Personal und Angehörige sind von diesem Bedürfnis allerdings oft überfordert, so die 50-Jährige.
"Es gibt alte Damen, die von einer frontotemporalen Demenz betroffen sind und nackt durch die Einrichtung laufen und rufen laut: Ich will ficken."
Pflegekräfte müssen sich nicht selten gegen sexuelle Übergriffe wehren, betont Paulsen. Ein Problem, das Sexualbegleitung lösen könne.
"Es ist schon gelungen, dass wir diese Bedürfnisse auf eine Person dann konzentrieren können. Vom Pflegepersonal weg oder von der Ergotherapeutin, der Physiotherapeutin, der Mitbewohnerin, das ein bisschen umlenken auf eine andere Person – das gelingt."
Auch behinderte Menschen können Sexualbegleiterin buchen
Nicht nur Alte, auch Behinderten können die Dienste helfen. Edith Arnold ist Sexualbegleiterin. Sie hat lange mittelblonde Haare, braune Augen und eine schlanke Figur. Die 30-Jährige trifft sich mit geistig Behinderten.
"Der Grundgedanke ist eigentlich, dass zwei Menschen relativ authentisch und frei aufeinander zukommen und der Klient, die Klientin dann die Wünsche äußert. Ich schaue dann, ist es mir möglich, das zu geben. Und das wäge ich jedes Mal ganz individuell ab."

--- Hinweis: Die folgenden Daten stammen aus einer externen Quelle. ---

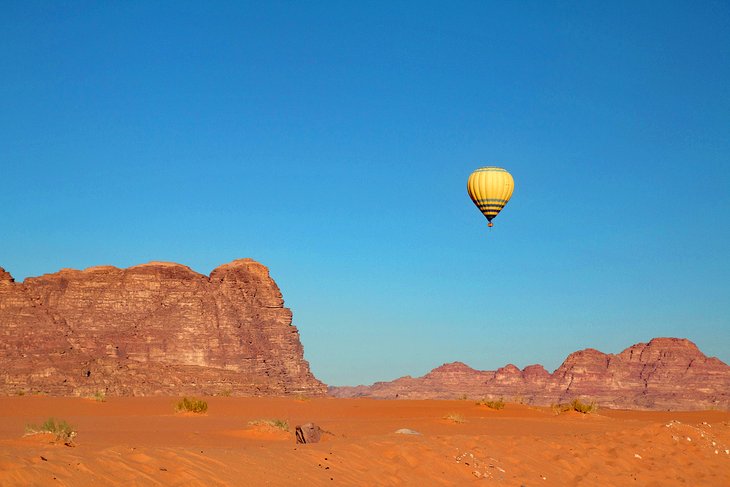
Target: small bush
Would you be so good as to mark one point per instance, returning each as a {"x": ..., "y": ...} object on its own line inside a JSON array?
[
  {"x": 575, "y": 405},
  {"x": 281, "y": 424},
  {"x": 492, "y": 404},
  {"x": 63, "y": 431},
  {"x": 456, "y": 418},
  {"x": 191, "y": 405}
]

Ediths Klienten sammeln dabei erste sexuelle Erfahrungen.
"Einfach erotische Berührungen, gemeinsames Nacktsein, Zärtlichkeiten austauschen, in dem Rahmen bewegt sich das."
Zum Sex kommt es dabei selten.
"Mittlerweile wenn ich mit stark geistig behinderten Menschen zusammen arbeite, ist das auch nicht mehr die Hauptintension. Da geht es überhaupt erstmal um die Erfahrung, dass da jemand ist, der mich nicht nur wäscht und aus medizinischen Gründen berührt und einfach in dem Bereich erste Erfahrungen sammeln."
Immer mehr Behinderten- und Altenpflegeeinrichtungen beschäftigen sich mit dem Thema Sexualbegleitung. Das Problem: Die Dienste sind teuer. Bei Edith kostet eine Stunde 150 Euro. Die Grünen forderten deshalb Anfang des Jahres "Sex auf Rezept". Die Kosten von sexuellen Dienstleitungen für Pflegebedürftige und Behinderte sollten dabei übernommen werden. Ein Vorschlag, den Arnold nicht unterstützt. Nur Menschen, die nicht mehr in der Lage sind, sich selbst zu befriedigen hätten ein Anrecht, glaubt die 30-Jährige.
Peter Wohlers gibt für seine Treffen einen Großteil seiner Rente aus. Der Wunsch nach Nähe ist ihm wichtiger als Geld auf dem Konto, sagt der 77-Jährige.
"Viele sagen ja, ach, was will der Alte. Aber die Leute vergessen ja, dass sie alle älter werden. Und wenn es soweit ist, auch im Alter hat man noch ein Recht auf Dasein. Das gehört nun mal zum Leben dazu, finde ich jedenfalls."